Or maybe they are afraid of us?
We did take down a lot of very important people. Plus almost all the mercenaries died too.
But whatever the reason, we’re not taking it for granted.
The downside is that we have to find our own contracts now. And while that’s not really a bad thing, it’s definitely a lesson in the meaning of the words ‘fresh start.’
The ship is the new home base. It’s only rated to house fifty-two crew members and we’ve got a total of sixty-seven—all of us from camp, plus the ship’s regular crew—but it works for now.
Money is tight, especially since Anya and I have been paying rent in Escazú for two months. But even with all these bitter setbacks—the deaths, the injuries, the open-heart surgery, the challenge of starting a new business and taking care of thirty other people at the same time… freedom still tastes very, very sweet.
“Here she is!” I turn to find a nurse pushing Ainsey towards us in a wheelchair.
I bend down and smile at my daughter. My daughter. It feels real now.
Well, not the part about her being my daughter. That’s always felt real. The part about me being her father. That took some getting used to.
Anya bends down too. She touches Ainsey’s cheek. “You ready to go home?”
Ainsey nods, but says nothing.
“She’s got your eyes.”
I look up at the nurse. “Yep. She sure does.”
“No,” the nurse says. “I mean, yes, of course, she has the same color eyes as her daddy.

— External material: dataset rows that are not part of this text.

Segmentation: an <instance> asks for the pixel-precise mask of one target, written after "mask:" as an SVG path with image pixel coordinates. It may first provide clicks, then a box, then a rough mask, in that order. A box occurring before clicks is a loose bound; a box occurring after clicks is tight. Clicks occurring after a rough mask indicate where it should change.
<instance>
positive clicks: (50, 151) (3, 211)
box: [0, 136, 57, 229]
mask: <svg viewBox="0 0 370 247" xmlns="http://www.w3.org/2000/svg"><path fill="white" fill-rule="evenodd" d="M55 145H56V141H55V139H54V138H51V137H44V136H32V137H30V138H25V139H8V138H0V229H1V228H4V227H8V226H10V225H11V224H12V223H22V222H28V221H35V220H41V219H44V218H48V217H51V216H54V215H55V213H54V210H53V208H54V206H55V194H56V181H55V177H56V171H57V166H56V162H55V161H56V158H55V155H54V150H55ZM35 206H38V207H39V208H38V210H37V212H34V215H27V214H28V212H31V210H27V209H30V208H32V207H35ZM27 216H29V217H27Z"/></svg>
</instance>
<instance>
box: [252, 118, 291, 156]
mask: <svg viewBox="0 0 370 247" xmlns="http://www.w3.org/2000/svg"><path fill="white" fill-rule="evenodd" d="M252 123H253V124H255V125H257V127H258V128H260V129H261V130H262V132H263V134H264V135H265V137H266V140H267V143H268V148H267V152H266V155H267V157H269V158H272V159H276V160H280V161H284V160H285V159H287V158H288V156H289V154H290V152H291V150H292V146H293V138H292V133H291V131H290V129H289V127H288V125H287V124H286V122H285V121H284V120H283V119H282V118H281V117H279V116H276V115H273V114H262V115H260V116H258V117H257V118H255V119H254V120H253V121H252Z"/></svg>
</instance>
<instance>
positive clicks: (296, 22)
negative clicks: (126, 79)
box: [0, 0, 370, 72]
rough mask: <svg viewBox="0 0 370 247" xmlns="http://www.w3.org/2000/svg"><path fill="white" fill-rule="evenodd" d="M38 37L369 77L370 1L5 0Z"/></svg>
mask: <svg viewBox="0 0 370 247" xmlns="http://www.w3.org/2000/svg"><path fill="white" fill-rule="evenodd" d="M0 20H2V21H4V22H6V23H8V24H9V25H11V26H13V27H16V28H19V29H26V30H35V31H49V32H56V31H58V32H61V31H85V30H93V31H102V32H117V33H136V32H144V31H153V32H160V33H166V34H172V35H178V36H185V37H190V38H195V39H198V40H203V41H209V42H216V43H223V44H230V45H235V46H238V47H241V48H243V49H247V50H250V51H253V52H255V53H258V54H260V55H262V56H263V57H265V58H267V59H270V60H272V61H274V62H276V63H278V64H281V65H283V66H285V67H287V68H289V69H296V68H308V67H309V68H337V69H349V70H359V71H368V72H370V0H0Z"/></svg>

But otherwise her eyes are all Mommy, aren’t they?” The nurse smiles at Anya and me. And we smile back.
Because, of course, Ainsey isn’t Anya’s daughter. But that’s not a story we’re going to tell. Ever.
“I mean,” the nurse clarifies when we don’t respond, “neither of you talk much.” She points to Ainsey and Anya. “Not with words. But your eyes…” Her words trail off and she shakes her head. “They say all the things your lips don’t.”

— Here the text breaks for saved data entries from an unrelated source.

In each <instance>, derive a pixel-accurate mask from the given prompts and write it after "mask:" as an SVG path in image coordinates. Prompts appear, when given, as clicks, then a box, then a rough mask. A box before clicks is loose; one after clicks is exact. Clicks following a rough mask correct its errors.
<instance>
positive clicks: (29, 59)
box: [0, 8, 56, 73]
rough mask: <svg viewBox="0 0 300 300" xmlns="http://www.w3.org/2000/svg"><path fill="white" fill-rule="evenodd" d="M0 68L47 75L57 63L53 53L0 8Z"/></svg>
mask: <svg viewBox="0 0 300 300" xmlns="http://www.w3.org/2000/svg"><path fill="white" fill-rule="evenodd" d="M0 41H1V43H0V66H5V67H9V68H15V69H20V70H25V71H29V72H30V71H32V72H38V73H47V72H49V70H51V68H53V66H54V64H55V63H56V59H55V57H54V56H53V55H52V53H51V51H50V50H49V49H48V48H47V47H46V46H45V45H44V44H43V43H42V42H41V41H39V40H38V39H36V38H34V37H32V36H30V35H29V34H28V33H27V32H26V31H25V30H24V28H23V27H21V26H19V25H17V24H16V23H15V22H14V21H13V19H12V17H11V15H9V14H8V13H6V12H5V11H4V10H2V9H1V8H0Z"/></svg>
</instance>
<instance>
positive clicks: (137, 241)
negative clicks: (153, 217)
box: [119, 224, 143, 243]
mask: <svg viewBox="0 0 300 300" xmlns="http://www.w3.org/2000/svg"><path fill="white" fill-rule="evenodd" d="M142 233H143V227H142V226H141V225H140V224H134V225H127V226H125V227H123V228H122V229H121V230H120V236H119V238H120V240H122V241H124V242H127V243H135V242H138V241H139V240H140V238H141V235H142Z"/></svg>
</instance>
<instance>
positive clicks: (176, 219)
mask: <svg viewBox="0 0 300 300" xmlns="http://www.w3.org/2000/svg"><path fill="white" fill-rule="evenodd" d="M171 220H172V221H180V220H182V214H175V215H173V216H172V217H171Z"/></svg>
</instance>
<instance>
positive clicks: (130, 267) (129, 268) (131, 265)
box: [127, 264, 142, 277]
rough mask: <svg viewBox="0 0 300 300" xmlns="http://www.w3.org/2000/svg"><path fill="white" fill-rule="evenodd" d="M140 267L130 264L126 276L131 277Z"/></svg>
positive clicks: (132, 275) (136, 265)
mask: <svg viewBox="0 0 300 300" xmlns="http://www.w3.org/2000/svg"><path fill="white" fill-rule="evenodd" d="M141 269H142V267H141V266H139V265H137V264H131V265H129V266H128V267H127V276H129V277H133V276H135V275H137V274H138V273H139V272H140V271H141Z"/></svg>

Anya and I stand up, agree with the nurse, and then take our daughter home.
CHAPTER THIRTY-NINE - ANYA
SIX MONTHS LATER
Lençóis Maranhenses National Park, Brazil
Stepping onto the shore of the park is exactly like stepping into the pages of a fantasy book.
It is a beach.
It is a desert.
It is an oasis.
There are almost no words to describe the beauty of this place because it’s all very inexplicable. Deceptive mounds of pure, soft sand dunes hide hundreds, if not thousands, of small freshwater lakes.

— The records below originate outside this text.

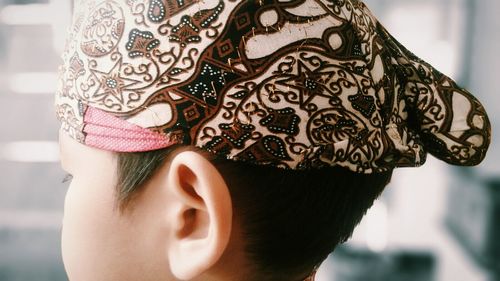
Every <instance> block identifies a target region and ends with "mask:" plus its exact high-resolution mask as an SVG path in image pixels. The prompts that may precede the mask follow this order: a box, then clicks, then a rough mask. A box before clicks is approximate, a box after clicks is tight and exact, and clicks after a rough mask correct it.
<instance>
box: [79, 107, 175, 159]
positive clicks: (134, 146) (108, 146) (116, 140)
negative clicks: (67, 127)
mask: <svg viewBox="0 0 500 281" xmlns="http://www.w3.org/2000/svg"><path fill="white" fill-rule="evenodd" d="M83 122H84V124H85V126H84V129H83V132H84V133H85V135H86V136H85V144H87V145H89V146H92V147H95V148H99V149H103V150H109V151H115V152H138V151H150V150H156V149H160V148H165V147H168V146H170V145H172V144H174V142H172V141H170V140H168V138H167V137H166V136H165V135H164V134H160V133H157V132H153V131H151V130H148V129H145V128H142V127H139V126H137V125H135V124H132V123H130V122H127V121H125V120H122V119H120V118H117V117H115V116H113V115H111V114H108V113H106V112H104V111H102V110H99V109H96V108H94V107H91V106H89V107H87V110H86V111H85V115H84V118H83Z"/></svg>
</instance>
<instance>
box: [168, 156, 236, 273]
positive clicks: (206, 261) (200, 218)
mask: <svg viewBox="0 0 500 281" xmlns="http://www.w3.org/2000/svg"><path fill="white" fill-rule="evenodd" d="M166 184H167V186H168V188H169V189H170V191H171V192H172V193H173V197H174V198H173V199H174V202H172V204H173V205H172V206H170V208H169V209H170V214H169V215H168V217H169V219H170V222H169V224H170V227H169V229H170V230H171V232H170V233H169V236H170V243H168V246H167V247H168V258H169V263H170V268H171V271H172V273H173V274H174V275H175V276H176V277H177V278H179V279H182V280H186V279H192V278H194V277H196V276H198V275H200V274H202V273H203V272H205V271H207V270H209V269H210V268H211V267H212V266H213V265H215V263H216V262H217V261H218V260H219V258H220V257H221V256H222V254H223V253H224V251H225V249H226V247H227V245H228V243H229V239H230V235H231V227H232V226H231V223H232V205H231V197H230V193H229V189H228V187H227V185H226V183H225V181H224V179H223V178H222V176H221V174H220V173H219V172H218V171H217V169H216V168H215V167H214V166H213V164H212V163H211V162H210V161H208V160H207V159H206V158H204V157H203V156H202V155H201V154H199V153H197V152H193V151H183V152H180V153H179V154H177V155H175V156H174V157H173V159H172V160H171V162H170V168H169V169H168V175H167V182H166Z"/></svg>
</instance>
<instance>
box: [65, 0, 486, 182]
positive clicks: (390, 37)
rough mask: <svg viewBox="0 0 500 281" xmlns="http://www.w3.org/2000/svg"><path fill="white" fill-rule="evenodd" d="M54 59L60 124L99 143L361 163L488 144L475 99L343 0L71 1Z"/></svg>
mask: <svg viewBox="0 0 500 281" xmlns="http://www.w3.org/2000/svg"><path fill="white" fill-rule="evenodd" d="M63 59H64V64H63V65H62V67H61V76H60V77H61V79H60V86H59V90H58V92H57V95H56V96H57V97H56V111H57V115H58V117H59V119H60V120H61V121H62V128H63V129H64V130H65V131H66V132H68V133H69V134H70V135H71V136H72V137H73V138H75V139H76V140H78V141H79V142H81V143H84V144H86V145H90V146H93V147H97V148H101V149H106V150H111V151H147V150H153V149H159V148H162V147H167V146H169V145H171V144H173V143H183V144H187V145H194V146H197V147H201V148H203V149H205V150H208V151H210V152H213V153H215V154H217V155H221V156H224V157H227V158H229V159H234V160H237V161H249V162H252V163H256V164H263V165H273V166H276V167H283V168H291V169H308V168H318V167H323V166H334V165H340V166H342V167H346V168H349V169H351V170H353V171H356V172H360V173H373V172H382V171H387V170H390V169H393V168H395V167H402V166H418V165H421V164H423V163H424V161H425V158H426V153H427V152H430V153H431V154H433V155H434V156H436V157H437V158H439V159H441V160H444V161H446V162H448V163H451V164H455V165H476V164H478V163H479V162H481V160H482V159H483V158H484V156H485V153H486V150H487V148H488V145H489V143H490V124H489V121H488V117H487V115H486V112H485V111H484V108H483V107H482V106H481V104H480V103H479V101H478V100H477V99H475V98H474V97H473V96H472V95H471V94H470V93H469V92H467V91H466V90H464V89H462V88H460V87H459V86H457V85H456V84H455V82H454V81H453V80H452V79H450V78H449V77H447V76H446V75H443V74H442V73H440V72H439V71H437V70H436V69H434V68H433V67H432V66H430V65H429V64H427V63H426V62H424V61H422V60H420V59H419V58H417V57H416V56H415V55H414V54H412V53H411V52H410V51H408V50H407V49H406V48H405V47H403V46H402V45H401V44H400V43H398V42H397V41H396V40H395V39H394V38H393V37H392V36H391V35H390V34H389V33H388V32H387V30H385V29H384V27H383V26H382V25H380V23H379V22H378V21H377V19H376V18H375V17H374V16H373V15H372V14H371V13H370V11H369V10H368V8H367V7H366V6H365V4H363V3H362V2H360V1H355V0H290V1H277V0H272V1H271V0H260V1H259V0H248V1H236V0H220V1H218V0H204V1H196V0H182V1H181V0H176V1H175V0H128V1H125V0H116V1H111V0H86V1H78V3H77V6H76V7H75V13H74V20H73V24H72V27H71V29H70V36H69V40H68V44H67V48H66V51H65V53H64V56H63Z"/></svg>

But it’s not the dark, dank, dangerous freshwater you normally find in Brazil. It’s not the kind filled with piranhas, or worse, waiting to eat your toes if you just think about taking a dip. It is the kind of lake you find at the tippy-top of mountains.
Because these lakes are the color of a perfect Fijian beach. The seafoamiest green-blue you’ve ever seen in your life.
And it makes no sense. None at all. How do these lakes get here? Rain, I guess. But why doesn’t the water just seep into the sand, the way it does on the shore?
I haven’t looked it up yet so I don’t know.
I might never look it up. I don’t want to spoil the fairy-tale fantasy of it all. I just want to enjoy it.
We are on vacation. The entire camp.
Well, we’re here for two reasons really. One, we’ve saved up enough from the supply ship runs and the legitimate fights that Sergey, Lilith, Ivano, and Kioshi—the four oldest kids in camp—have been taking in the nearby city of São Luís, and we’ve bought a small collection of nearly falling-down houses deep in the jungles north of Rio de Janeiro.
So we’re leaving this part of the continent and we might never sail by Lençóis Maranhenses ever again.
We’ve told ourselves hundreds of times, at least, every time we did sail by, that we would come out here and enjoy it up close. But we never have, until now.
The second reason we’re here is to say a formal goodbye to all the warriors who came before us. And even though I wasn’t a kid in Cort’s training camp, and never really did fight for my life, I still count myself as belonging to this camp and these people.
We belong to each other, really. All of us. And I feel the loss of the fallen warriors as acutely as anyone.
Besides, I do have someone to honor.
Someone I wish could be here, but isn’t.
We bring rocks with us. Backpacks filled with rocks. We have collected them from all up and down the beaches of Brazil. We have collected them from the beaches of Central America, from the Bahamas, and Mexico, and even some from the forbidden land of Cuba. We wrote names on them and painted them up with pictures. And we have spent the entire day erecting small monuments around the lake we’re camped next to, so that now, lying under the light of a full moon, we can see the shadows of the kids who died fighting.